A margin like that will attract competitors - particularly if your business has no barriers to entry and negligible start-up costs. Sure enough, the affiliates market has mushroomed and the battle for customers is happening between the skins rather than the betting sites themselves.
Rival affiliates are returning their share of the pot through increasingly generous bonuses to the most valuable players; these so-called rake-back schemes are where profit margins disappear.
The problem for PartyGaming is that, by its own admission, 70 per cent of its revenues are generated by just 10 per cent of its punters. These are the high-rollers who are most likely to switch from the main site to an affiliate because of the bonuses on offer. At best, their defection will cost PartyGaming a percentage of the pot; at worst, it means losing a top-tier customer.
So, while the affiliates with their bonus schemes have delivered revenue growth twice as fast as PartyGaming's own efforts in the first half, the increasing price war to attract punters has created the firm's biggest competitor.
PartyGaming's answer, as revealed today, is to choke the companies that are driving its growth. This will be done by ghettoising the affiliates and skin users, thereby denying them the benefit of liquidity. Affiliates need a huge number of players to make all those tiny percentages of the pot add up - which is exactly what PartyGaming is denying them.
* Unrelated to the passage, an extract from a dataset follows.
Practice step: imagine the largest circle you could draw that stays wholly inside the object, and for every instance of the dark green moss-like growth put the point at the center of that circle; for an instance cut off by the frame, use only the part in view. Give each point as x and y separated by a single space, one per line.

For Empire, this slow strangulation will likely mean it will have to rely on the back-end software provided by the recently acquired Noble Poker. That means any rake-back schemes will be coming straight out its own profits. And - perhaps because smaller sites have fewer inexperienced players to beat - the company may continue to lack the scale needed attract the high rollers PartyGaming is trying to retain.
And for PartyGaming, the move to cut off its main customer-acquisition driver could suggest that - after just four months as a listed company - management is already preparing for online poker to go ex-growth.